La Salle University Student Candice Schumann to Attend Math Program Sponsored by National Science Foundation and Oregon State University
February 15, 2013
La Salle University sophomore Candice Schumann has been accepted into a course next month on Monte Carlo Methods in Artificial Intelligence sponsored by the National Science Foundation and Oregon State University (OSU).
Out of more than 200 applicants nationwide, only 20 were accepted into the all-expenses-paid course, which will take place from March 18 to 22 at OSU in Corvallis, Ore.
“I hope to learn more about artificial intelligence and its applications. I hope to be able to use this knowledge in my Honors project in my senior year,” said Schumann, who is a double major in mathematics and computer science.
Last summer, Schumann and T.J. Highley, Ph.D., associate professor of computer science at La Salle, received a grant from the University’s School of Arts and Sciences to do research together, which helped prepare Schumann for the short course on Monte Carlo algorithms.
“We developed a complete formal mathematical description of the card game Fairy Tale, implemented it as a computer program, and developed some elementary artificial intelligence strategies for the game,” Highley said.

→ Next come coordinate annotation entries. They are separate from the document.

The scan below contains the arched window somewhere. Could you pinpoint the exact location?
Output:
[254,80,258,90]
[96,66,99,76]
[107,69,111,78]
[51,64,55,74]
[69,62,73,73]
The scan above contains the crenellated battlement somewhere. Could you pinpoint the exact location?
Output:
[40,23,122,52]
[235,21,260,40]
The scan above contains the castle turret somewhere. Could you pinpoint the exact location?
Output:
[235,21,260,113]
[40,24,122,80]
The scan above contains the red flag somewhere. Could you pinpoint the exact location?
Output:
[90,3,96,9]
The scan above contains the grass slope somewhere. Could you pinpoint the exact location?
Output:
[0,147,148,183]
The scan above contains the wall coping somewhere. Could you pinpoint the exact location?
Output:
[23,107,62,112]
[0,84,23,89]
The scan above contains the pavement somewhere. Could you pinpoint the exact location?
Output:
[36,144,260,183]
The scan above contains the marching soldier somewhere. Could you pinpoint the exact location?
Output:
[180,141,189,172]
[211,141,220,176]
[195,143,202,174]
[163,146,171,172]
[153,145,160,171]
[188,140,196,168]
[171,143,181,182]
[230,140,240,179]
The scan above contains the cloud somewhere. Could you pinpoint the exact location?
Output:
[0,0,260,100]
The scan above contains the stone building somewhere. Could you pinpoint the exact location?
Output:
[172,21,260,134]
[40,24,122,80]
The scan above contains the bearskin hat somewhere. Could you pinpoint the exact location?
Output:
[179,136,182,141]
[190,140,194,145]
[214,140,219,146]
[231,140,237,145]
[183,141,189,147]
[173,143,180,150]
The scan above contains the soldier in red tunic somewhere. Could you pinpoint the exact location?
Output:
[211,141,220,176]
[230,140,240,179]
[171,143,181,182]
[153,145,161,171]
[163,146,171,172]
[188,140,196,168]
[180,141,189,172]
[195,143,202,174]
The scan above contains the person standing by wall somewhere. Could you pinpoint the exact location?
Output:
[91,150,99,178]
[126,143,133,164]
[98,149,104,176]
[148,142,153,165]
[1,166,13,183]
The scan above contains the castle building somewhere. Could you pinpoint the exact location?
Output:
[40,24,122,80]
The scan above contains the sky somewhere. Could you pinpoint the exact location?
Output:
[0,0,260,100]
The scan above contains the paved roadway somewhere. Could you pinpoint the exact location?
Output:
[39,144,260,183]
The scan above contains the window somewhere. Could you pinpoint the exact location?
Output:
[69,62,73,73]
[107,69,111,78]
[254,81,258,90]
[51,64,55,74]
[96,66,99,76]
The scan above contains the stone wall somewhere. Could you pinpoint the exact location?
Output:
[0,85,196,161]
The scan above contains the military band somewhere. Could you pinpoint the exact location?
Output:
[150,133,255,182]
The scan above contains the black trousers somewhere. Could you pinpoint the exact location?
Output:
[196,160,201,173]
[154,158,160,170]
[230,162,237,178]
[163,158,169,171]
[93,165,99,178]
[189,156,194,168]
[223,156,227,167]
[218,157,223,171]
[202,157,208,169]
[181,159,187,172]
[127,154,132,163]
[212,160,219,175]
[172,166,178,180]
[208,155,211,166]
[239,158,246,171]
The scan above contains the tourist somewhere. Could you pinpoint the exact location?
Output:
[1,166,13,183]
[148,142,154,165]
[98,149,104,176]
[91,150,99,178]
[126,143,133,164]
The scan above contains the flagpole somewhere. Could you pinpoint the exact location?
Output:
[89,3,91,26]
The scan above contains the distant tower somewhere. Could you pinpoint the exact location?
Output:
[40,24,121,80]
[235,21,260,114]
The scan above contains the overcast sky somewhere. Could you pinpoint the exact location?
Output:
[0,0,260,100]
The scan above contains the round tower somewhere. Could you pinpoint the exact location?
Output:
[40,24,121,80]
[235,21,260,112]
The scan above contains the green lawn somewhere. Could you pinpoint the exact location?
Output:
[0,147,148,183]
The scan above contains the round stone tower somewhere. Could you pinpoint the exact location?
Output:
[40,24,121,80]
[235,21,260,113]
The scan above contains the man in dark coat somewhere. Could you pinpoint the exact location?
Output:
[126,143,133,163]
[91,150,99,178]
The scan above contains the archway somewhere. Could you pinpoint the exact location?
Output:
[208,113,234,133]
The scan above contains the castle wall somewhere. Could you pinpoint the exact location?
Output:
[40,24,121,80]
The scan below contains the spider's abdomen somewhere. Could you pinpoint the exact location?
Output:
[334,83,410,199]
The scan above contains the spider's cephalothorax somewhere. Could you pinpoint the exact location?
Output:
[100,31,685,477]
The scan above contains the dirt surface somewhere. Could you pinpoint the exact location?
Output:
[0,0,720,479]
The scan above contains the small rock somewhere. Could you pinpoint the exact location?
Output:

Highley said the results of the research included implementations of several strategies for the game and a demonstration of a particular anomaly regarding game strategies.
“I like being able to solve problems and make sense out of problems that at first seem complicated,” Schumann said. “Following graduation, I hope to further my studies in computer science in graduate school, focusing on artificial intelligence.”

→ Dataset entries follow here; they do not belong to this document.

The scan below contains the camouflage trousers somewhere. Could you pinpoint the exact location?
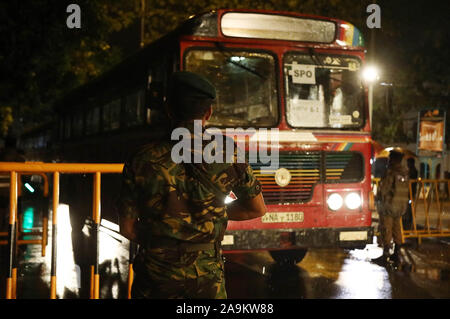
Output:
[131,249,227,299]
[380,214,402,247]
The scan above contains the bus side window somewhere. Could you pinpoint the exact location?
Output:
[72,112,84,137]
[64,114,72,139]
[103,99,120,131]
[125,89,145,126]
[58,117,64,141]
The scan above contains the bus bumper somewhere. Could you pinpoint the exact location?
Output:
[222,227,373,252]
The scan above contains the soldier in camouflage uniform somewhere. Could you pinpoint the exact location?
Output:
[375,150,409,264]
[119,72,265,299]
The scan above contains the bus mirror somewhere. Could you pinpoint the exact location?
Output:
[147,81,164,109]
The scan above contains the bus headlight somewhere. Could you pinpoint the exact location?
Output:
[327,193,344,210]
[345,193,361,209]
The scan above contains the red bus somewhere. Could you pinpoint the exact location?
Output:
[180,10,373,261]
[48,9,373,261]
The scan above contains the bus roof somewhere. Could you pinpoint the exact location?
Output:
[55,9,364,112]
[188,9,364,48]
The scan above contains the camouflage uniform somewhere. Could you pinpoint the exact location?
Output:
[120,131,261,298]
[378,155,409,247]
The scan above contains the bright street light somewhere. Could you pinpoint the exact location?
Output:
[362,65,380,83]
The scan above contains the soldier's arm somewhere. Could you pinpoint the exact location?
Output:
[117,163,139,243]
[119,216,138,242]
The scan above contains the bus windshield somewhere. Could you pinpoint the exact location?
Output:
[284,52,364,129]
[185,49,278,127]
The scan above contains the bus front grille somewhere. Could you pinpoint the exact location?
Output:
[250,151,364,205]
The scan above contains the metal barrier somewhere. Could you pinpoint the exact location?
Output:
[402,179,450,244]
[0,162,133,299]
[372,178,450,244]
[0,173,49,257]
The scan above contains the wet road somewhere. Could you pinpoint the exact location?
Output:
[226,242,450,299]
[0,206,450,299]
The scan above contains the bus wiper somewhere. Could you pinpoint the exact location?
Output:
[215,42,267,80]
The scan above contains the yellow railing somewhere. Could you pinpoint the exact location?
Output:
[372,178,450,243]
[0,162,133,299]
[0,172,49,257]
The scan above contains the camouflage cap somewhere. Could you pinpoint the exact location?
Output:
[169,71,216,100]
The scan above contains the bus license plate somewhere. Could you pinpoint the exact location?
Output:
[261,212,304,223]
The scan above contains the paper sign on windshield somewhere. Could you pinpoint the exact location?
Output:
[290,63,316,84]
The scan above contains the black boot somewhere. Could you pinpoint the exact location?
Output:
[390,244,402,267]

La Salle University Mathematics Department Chair Jonathan Knappenberger, Ph.D., said Schumann was “an outstanding student” who came to the University with such a strong background in math that she bypassed freshman-level courses in her first year. She’s currently taking courses at the junior level, he said.
Monte Carlo methods are search algorithms based on repeated random sampling. Originally invented in physics to optimize nuclear reactions, they are used in many fields, such as computational biology, finance, astrophysics, and microelectronics. Monte Carlo methods are also being applied to many more practical problems, such as robot planning, species conservation, weather forecasting, and air traffic control.